Finalement, l’essentiel est de savoir que des alternatives existent. Puis de faire comme chacun le sent.


POURQUOI SE LAVE-T-ON ?

Dans toutes les cultures, l’eau a un caractère sacré. Mais la conception de l’hygiène, de la propreté et de la pureté varie beaucoup. Dans la Chine Confucianiste, le corps vient des ancêtres, et en prendre soin est un devoir envers eux. Chez les Abron des forêts de Côte d’Ivoire, la propreté est une question de politesse, et de beauté. Dans la religion juive, la propreté du corps mène à la propreté spirituelle. En Inde, l’eau est un élément fondamental. Elle sert à boire et à se purifier, intervient dans les rituels des brahmanes. Mais elle est aussi marqueur de classes, les membres des classes pures et impures ne peuvent pas utiliser la même eau. Certains peuples ont des pratiques encore plus étonnantes : toilette à l’urine, au sable, aux boues volcaniques, tipis de sudation, ou encore le célèbre sauna finlandais suivi d’un saut, nu, dans la neige (2).


COMMENT SOMMES NOUS DEVENUS ACCROS AU SAVON ?
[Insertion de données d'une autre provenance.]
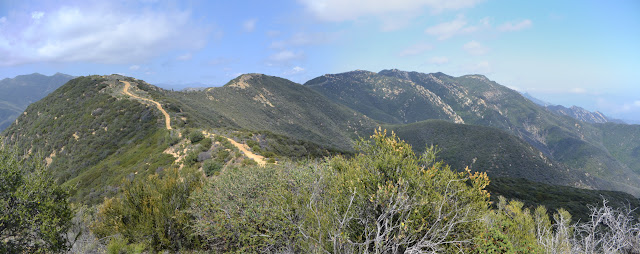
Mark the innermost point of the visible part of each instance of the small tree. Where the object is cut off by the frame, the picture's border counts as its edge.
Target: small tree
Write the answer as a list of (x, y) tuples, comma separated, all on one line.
[(388, 200), (196, 136), (151, 211), (35, 210)]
Le savon aurait été créé à l’Antiquité, pour laver le linge, pour une utilisation pharmaceutique ou pour laver le corps de façon occasionnelle. Jusqu’au XIXème siècle, son usage reste rare et n’entre pas dans les habitudes quotidiennes. Le XIXème siècle voit l’émergence de la notion d’hygiène. Et au XXème siècle celle de la publicité. Les savonniers saisissent l’opportunité (4). Ils industrialisent la production et les procédés de vente. Ils financent les premières études de marché, puis des fictions télévisuelles, les « soap operas ». Le savon, devenu indispensable, envahit les salles de bains. Pourtant, comme le souligne le Dr Yael Adler (3), le savon créé des problèmes, que les industriels proposent ensuite de régler à grand renfort de crèmes et de lotions… vendus par ces mêmes industriels !


(1) Elle a écrit un blog slowandcute.fr pour raconter ses expériences

(2) Anne Varichon, Le corps des peuples, Éditions Seuil, 2000

(3) Dr Yael Adler, Dans ma peau, une enveloppe moins superficielle qu’elle n’en a l’air, Solar éditions, 2017.